Polynovo Ltd (ASX: PNV)
This is a company I had held previously in my portfolio but decided to remove it due to its deteriorating balance sheet.
Polynovo leverages its proprietary polymer technology for wound treatment and burns. Impressively, the company's revenue has been growing at a 62% clip in the last year, reaching $41.9 million. Though, expansion to new markets and customers is still in the early stages.
Furthermore, Polynovo has recently undertaken a $30 million institutional placement, fortifying its balance sheet once more. Though, the business is still loss-making.
The rapid revenue growth is alluring, but the industry can be competitive. For example, Avita Medical Inc (ASX: AVH) offers a burn treatment of its own that comes in a spray-on form.
Given that Polynovo is yet to prove its profitability, I'm personally holding out for a share price below $1.30. At present, shares in this ASX medical company are fetching $2.50 apiece.
CSL Limited (ASX: CSL)
I'd assume I'm not alone in dreaming of owning a piece of this Australian biotech beast.
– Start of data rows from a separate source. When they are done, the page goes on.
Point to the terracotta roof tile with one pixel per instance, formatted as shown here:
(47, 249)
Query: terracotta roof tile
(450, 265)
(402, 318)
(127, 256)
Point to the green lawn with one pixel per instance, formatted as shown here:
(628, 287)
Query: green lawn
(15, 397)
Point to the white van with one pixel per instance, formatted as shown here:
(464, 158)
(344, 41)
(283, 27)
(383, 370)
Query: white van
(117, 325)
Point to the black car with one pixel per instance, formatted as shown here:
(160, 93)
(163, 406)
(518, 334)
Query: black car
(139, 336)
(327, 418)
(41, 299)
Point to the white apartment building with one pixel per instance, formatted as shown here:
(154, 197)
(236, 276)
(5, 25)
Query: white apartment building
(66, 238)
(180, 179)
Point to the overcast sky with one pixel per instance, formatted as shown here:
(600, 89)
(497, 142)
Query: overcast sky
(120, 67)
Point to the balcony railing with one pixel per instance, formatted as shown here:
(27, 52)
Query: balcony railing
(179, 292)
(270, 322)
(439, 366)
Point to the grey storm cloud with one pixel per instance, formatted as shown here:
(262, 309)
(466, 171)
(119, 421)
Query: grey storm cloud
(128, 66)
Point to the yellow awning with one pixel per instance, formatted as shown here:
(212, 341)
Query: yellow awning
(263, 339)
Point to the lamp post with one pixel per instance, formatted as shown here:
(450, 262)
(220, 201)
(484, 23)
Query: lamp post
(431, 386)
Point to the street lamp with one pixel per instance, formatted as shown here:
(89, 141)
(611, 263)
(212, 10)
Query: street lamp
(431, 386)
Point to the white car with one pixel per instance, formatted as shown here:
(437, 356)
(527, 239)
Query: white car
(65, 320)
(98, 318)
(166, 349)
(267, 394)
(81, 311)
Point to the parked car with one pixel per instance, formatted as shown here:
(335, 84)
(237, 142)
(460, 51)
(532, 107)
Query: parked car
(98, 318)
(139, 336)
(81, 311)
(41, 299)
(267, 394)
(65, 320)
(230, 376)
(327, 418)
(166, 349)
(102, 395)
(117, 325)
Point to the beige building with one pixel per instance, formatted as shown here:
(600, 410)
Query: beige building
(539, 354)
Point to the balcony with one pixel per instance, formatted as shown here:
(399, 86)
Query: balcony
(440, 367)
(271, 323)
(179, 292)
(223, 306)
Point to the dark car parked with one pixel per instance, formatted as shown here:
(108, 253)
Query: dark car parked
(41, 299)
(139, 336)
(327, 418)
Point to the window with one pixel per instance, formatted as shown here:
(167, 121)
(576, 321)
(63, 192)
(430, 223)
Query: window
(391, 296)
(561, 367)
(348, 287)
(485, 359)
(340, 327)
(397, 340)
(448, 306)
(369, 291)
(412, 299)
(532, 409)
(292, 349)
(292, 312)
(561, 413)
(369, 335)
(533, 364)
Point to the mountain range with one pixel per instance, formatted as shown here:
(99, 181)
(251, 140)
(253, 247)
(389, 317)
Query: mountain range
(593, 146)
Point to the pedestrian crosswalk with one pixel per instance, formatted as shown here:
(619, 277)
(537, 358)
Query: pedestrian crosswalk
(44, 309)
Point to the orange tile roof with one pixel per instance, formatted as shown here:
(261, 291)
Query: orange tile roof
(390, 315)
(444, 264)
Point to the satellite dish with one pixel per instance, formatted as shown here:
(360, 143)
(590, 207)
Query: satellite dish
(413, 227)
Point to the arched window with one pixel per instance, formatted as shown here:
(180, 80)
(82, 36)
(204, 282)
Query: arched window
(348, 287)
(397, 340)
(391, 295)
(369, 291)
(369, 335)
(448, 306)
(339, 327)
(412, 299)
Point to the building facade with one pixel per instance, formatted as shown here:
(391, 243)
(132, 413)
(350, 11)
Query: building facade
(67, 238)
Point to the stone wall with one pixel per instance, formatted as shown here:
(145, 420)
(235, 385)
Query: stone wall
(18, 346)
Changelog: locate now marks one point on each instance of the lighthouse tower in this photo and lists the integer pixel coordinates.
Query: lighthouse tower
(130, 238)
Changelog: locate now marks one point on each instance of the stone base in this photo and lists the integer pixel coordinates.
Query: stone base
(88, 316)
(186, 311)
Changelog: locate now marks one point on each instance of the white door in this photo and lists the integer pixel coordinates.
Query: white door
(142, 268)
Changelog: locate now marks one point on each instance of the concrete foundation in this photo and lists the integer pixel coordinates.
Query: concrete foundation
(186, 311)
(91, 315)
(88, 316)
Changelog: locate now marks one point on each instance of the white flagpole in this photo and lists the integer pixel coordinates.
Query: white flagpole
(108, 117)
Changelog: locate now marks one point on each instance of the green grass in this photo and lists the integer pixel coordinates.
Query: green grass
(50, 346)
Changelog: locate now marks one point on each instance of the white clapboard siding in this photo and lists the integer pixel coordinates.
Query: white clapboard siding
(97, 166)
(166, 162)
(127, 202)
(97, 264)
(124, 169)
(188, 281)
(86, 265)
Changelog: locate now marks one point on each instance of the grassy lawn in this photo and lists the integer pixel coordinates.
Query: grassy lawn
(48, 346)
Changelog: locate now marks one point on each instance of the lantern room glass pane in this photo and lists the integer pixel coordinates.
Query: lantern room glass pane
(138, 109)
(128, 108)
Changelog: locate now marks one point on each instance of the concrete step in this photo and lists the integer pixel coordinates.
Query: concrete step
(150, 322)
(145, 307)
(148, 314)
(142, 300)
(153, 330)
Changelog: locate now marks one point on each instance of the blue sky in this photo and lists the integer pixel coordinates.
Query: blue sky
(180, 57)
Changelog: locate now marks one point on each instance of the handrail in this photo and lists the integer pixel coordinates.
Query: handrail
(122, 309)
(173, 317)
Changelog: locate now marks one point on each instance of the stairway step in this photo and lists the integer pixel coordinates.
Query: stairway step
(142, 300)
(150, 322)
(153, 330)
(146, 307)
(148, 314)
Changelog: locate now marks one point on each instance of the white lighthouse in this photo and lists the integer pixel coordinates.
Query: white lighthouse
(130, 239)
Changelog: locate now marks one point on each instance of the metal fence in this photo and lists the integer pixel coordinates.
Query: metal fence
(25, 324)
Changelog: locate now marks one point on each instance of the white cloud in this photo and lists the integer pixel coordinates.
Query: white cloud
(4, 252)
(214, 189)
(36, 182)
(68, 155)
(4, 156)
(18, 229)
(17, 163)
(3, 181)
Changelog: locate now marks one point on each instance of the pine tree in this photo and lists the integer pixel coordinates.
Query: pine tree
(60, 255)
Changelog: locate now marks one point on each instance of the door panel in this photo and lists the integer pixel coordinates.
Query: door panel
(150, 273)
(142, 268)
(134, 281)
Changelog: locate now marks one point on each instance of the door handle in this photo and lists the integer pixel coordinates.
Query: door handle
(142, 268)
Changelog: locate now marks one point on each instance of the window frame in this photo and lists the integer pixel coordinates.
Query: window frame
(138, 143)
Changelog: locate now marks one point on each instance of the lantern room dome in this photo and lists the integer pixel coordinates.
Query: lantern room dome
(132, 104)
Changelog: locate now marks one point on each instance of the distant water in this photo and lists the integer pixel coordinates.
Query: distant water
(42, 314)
CSL is a company that probably needs no introduction. Its expansive portfolio of intellectual property puts it on the world stage of healthcare expertise — covering antibodies, clotting agents, and HPV and flu vaccines.
The company's medical technology is hard to replicate and is usually protected by law, leading to profit margins above 20%. Additionally, the management team has demonstrated exceptional ability in making accretive acquisitions over the years.
Nonetheless, at an earnings multiple of 39 times FY25 forecast earnings for the company, CSL's valuation is a bit difficult for me to swallow. I'd personally love to add CSL to my portfolio at a price below $200 compared to its current $295.